Key to the future
Cat Irving highlights Surgeons’ Hall Museums’ contribution to recent research involving collections of human remains)
Cat Irving:Human Remains Conservator, RCSEd
The conservation laboratory at Surgeons’ Hall Museums is where we care for the human remains in our collection. Conducting research into our collections is a key element of the work of the collections team. As well as undertaking our own research we actively encourage visits from researchers from other institutions who over the years have looked at areas such as surgical instrument development, our historic art collections, and a range of diseases shown in our human remains collections.
In the last few years new developments in technologies such as genomic sampling have unlocked further research potential for preserved human tissue. The focus for this is historic pathogens – the agents that cause disease, such as bacteria, viruses, fungi and parasites. Pathogens can be found in many of the human remains that reside in our care, and the ability to extract and analyse them further emphasises the ongoing importance of these collections and that they can still make a significant contribution to modern medicine.
This year Surgeons’ Hall Museums has undertaken sampling for two research projects at universities in the US and Canada, both looking at the genomes of different viruses.
Maintaining integrity
The sampling procedure involves very small amounts of tissue, less than 200mg. Nevertheless, before agreeing to any sampling going ahead, the collections team meet to discuss the ethics and practicalities of the proposal. For us, one of the key issues is how sampling will affect the tissue. Removing too much tissue may alter the appearance of the pathology being demonstrated, and reduce the value to both education and further research.
In one recent request the preserved remains were very small – a piece of skin only 2.5cm long and 6mm wide preserved in alcohol. To take even a small sample would be detrimental and so it was decided, in conjunction with the researchers, to sample only the alcohol with some abraded material from the surface in the hope that their extraction techniques were sensitive enough to detect the genetic material in this.
Usually sampling is from remains that are large enough to ensure the removal of small amounts of tissue is invisible to the naked eye. The jars are opened to access the tissue in the same manner as in the conservation process and sampling is carried out by our human remains conservator after extensive discussion with the research institutions.
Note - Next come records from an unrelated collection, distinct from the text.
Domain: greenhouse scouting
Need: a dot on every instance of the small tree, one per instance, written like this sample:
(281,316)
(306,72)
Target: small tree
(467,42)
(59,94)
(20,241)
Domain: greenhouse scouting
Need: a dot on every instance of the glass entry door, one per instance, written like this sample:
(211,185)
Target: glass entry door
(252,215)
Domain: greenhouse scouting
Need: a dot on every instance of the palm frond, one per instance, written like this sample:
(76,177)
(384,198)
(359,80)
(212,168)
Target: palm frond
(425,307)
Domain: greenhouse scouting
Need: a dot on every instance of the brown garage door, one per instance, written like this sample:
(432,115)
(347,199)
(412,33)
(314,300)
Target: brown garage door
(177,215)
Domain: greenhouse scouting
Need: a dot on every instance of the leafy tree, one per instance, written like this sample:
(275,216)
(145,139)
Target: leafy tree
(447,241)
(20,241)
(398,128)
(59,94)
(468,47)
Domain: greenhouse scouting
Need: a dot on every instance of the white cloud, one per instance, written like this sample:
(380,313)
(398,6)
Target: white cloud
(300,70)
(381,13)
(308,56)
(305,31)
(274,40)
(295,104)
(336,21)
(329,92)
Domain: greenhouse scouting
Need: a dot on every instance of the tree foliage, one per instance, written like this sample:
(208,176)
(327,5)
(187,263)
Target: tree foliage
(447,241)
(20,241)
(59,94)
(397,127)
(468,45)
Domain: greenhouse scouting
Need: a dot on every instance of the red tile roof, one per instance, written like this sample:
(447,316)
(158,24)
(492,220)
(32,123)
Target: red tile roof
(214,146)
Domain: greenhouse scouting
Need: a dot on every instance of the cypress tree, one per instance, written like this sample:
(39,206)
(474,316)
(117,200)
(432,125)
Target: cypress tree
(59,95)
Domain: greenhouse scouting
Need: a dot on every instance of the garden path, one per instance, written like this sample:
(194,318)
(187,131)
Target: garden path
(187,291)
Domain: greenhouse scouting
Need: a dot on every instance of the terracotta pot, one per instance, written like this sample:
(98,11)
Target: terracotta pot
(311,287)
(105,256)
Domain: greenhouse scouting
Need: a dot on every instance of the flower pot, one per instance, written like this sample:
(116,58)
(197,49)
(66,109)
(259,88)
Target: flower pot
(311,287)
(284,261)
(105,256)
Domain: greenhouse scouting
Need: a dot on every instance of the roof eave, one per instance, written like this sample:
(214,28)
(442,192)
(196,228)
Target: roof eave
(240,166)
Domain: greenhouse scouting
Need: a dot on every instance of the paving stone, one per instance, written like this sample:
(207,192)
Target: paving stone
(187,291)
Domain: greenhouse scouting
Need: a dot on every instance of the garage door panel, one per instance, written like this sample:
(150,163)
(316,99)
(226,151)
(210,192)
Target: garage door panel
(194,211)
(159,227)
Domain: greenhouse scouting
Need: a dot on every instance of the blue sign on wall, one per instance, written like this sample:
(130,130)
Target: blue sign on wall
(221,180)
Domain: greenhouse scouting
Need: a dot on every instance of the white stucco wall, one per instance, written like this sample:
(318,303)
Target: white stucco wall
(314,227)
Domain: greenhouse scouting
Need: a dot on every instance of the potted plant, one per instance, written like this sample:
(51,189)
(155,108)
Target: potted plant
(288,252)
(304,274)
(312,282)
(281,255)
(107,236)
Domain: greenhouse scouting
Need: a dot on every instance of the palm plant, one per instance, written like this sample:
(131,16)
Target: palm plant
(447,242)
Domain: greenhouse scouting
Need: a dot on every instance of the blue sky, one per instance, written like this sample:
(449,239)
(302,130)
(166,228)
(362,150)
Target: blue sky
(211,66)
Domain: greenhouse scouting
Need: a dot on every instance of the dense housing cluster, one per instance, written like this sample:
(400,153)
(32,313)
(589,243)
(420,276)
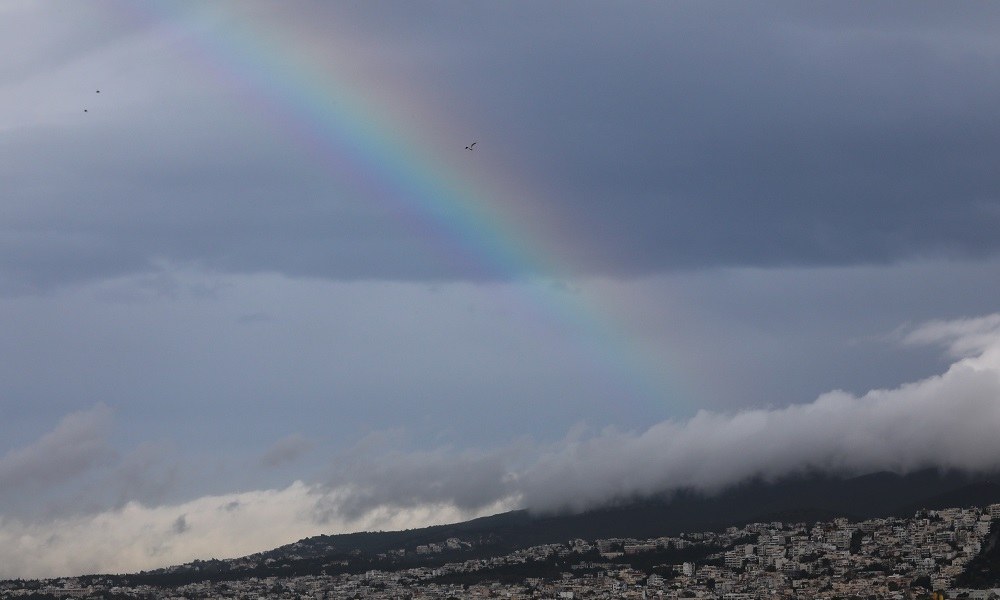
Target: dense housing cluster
(892,558)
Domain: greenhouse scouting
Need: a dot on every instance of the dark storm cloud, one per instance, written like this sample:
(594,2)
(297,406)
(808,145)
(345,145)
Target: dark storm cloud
(78,444)
(656,136)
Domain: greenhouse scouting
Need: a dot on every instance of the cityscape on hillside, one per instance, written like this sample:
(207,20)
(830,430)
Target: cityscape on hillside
(932,554)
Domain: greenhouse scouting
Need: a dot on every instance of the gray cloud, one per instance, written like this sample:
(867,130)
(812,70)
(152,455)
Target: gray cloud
(286,450)
(655,137)
(947,421)
(180,525)
(78,444)
(468,480)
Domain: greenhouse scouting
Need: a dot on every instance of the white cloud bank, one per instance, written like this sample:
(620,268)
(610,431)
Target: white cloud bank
(949,420)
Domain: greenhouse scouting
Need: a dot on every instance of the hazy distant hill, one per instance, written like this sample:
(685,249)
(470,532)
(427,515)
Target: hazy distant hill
(809,498)
(801,499)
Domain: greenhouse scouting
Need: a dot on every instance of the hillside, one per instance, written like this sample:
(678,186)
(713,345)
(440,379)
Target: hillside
(801,499)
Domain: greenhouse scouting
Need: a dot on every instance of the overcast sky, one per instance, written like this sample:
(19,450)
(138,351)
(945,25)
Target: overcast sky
(253,287)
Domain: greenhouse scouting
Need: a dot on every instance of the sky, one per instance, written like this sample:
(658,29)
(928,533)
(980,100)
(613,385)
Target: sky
(254,287)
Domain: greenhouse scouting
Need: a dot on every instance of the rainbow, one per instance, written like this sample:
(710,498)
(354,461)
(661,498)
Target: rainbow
(386,149)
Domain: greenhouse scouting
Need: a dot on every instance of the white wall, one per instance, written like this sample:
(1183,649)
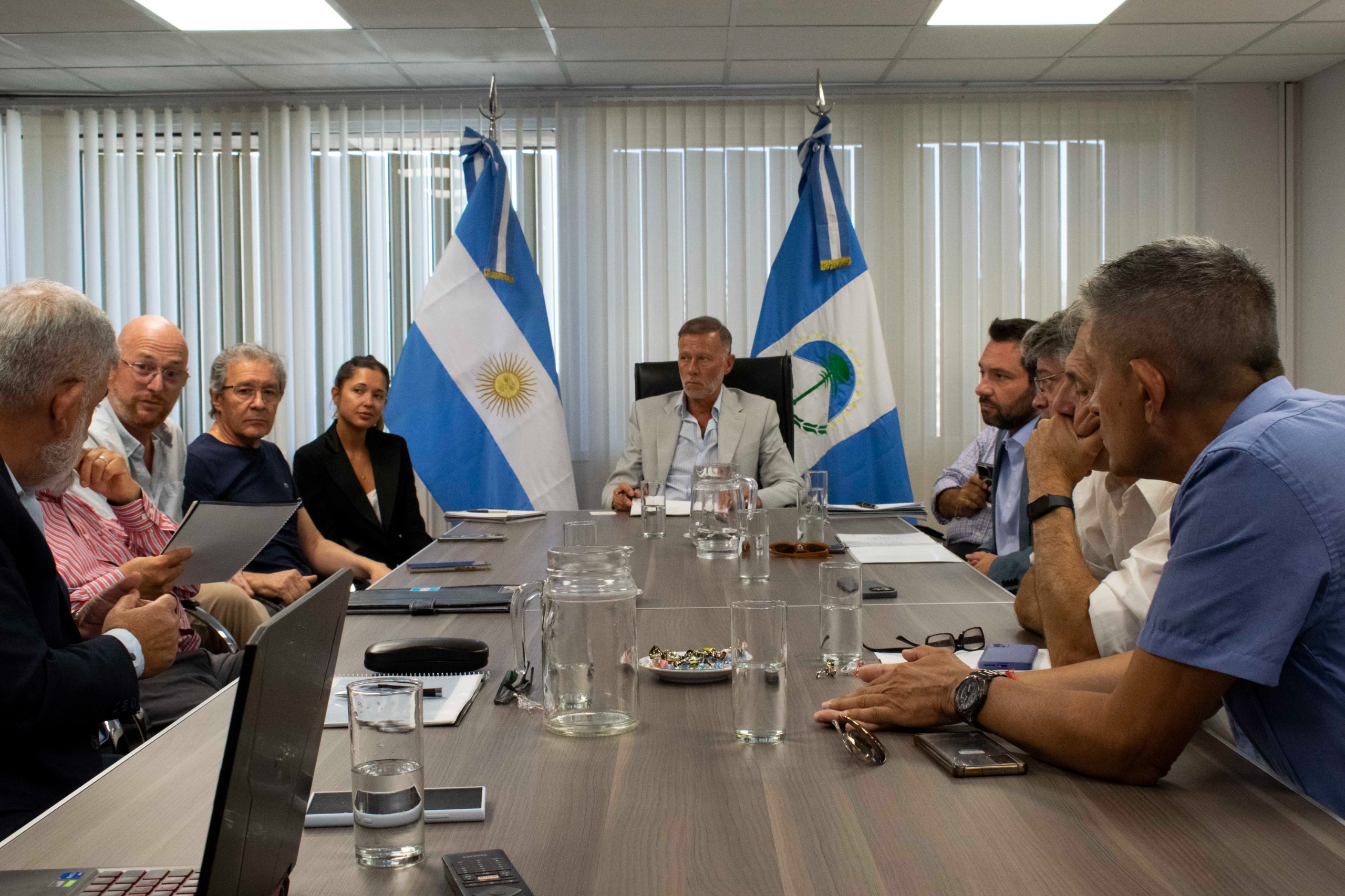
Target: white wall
(1321,320)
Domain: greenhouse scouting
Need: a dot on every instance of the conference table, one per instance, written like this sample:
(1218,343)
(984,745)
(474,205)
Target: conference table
(678,806)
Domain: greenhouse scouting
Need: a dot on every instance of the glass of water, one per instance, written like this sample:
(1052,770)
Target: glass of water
(388,780)
(580,532)
(759,655)
(654,509)
(841,610)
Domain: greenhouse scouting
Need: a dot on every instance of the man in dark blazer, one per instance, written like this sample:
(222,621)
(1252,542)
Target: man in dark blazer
(59,677)
(337,502)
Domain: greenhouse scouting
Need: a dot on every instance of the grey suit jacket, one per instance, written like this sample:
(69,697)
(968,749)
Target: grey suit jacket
(750,436)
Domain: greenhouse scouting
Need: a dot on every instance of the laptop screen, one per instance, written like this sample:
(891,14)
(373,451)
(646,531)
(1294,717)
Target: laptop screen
(272,747)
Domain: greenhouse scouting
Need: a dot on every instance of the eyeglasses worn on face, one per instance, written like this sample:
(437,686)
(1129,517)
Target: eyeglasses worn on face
(248,393)
(146,373)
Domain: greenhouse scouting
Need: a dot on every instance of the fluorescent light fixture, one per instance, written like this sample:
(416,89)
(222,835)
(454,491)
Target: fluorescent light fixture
(953,13)
(246,15)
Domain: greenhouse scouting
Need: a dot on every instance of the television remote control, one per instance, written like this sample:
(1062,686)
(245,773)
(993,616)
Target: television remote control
(483,873)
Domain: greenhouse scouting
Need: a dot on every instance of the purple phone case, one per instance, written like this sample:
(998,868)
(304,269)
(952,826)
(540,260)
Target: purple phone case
(1016,657)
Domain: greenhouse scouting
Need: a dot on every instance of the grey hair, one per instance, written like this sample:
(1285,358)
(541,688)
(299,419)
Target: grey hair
(50,334)
(1196,308)
(244,351)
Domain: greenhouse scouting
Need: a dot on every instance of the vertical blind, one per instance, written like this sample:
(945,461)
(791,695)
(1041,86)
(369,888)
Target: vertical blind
(967,209)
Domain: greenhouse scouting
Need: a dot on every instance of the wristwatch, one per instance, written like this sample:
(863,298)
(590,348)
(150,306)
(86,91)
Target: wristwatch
(1044,505)
(971,695)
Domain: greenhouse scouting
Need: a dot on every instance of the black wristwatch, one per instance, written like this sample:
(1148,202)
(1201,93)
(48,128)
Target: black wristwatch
(971,695)
(1044,505)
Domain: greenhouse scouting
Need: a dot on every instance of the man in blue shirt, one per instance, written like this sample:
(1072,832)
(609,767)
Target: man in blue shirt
(1251,606)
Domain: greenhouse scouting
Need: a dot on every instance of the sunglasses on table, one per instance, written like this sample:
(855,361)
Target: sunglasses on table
(971,640)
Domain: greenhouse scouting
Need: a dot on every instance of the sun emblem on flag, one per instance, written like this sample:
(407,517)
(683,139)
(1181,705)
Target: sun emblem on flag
(506,385)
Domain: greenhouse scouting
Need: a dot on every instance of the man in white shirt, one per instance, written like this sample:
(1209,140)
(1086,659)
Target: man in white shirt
(1095,569)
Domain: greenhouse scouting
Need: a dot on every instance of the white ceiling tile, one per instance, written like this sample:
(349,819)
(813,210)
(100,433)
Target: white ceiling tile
(287,47)
(967,70)
(42,81)
(634,75)
(810,13)
(472,75)
(977,42)
(166,78)
(638,14)
(827,42)
(73,15)
(464,45)
(1127,68)
(361,75)
(1269,68)
(1329,11)
(1301,37)
(1208,10)
(805,70)
(440,14)
(115,49)
(1171,39)
(640,44)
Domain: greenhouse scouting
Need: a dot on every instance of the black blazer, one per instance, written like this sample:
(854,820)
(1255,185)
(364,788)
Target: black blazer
(54,689)
(340,510)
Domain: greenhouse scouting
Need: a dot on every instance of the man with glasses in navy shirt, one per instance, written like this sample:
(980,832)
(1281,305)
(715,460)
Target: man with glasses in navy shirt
(1251,607)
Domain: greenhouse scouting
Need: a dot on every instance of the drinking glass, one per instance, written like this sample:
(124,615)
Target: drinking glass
(388,779)
(841,614)
(582,532)
(813,514)
(759,654)
(654,509)
(755,557)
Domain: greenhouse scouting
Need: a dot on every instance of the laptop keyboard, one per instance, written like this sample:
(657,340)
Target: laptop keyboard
(157,882)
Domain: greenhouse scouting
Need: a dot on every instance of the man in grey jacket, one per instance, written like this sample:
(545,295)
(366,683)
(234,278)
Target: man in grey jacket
(669,436)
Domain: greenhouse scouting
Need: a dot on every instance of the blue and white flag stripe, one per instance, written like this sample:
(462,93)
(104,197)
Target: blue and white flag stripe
(820,178)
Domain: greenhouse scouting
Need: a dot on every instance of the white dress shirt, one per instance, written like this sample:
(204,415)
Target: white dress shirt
(695,449)
(1123,536)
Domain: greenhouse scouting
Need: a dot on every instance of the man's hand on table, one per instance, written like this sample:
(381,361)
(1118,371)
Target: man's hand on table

The purpose of this research is to understand these diseases historically. Looking at the genome at different points in time allows deeper understanding of the evolutionary history of the pathogens that have affected humans in recent centuries. Human remains in medical museums are one of the few places where historic pathogens can be identified, making collections such as ours an important resource for pathogen research.
Medical contributions
That we hold a large collection of fluid-preserved remains is especially important: virus genomes can be either DNA, like our own, or RNA. RNA is single-stranded and therefore less stable than the DNA double helix. This means the viral RNA in buried or mummified tissue is usually too degraded for sequencing, and so genomic analysis is limited to fluid-preserved tissue or tissue that has been discovered in permafrost.
This is not just something that helps to get a historic perspective on disease. A deeper understanding of the ways in which viruses evolve and what makes some variants more easily transmissible, or have a deadlier effect, could inform the way we respond to disease outbreaks in the future. In the light of the COVID-19 pandemic – itself an RNA virus – we can see how human remains collections such as ours have not just contributed to the medical knowledge of the past, but are still playing an important part in garnering knowledge for the future.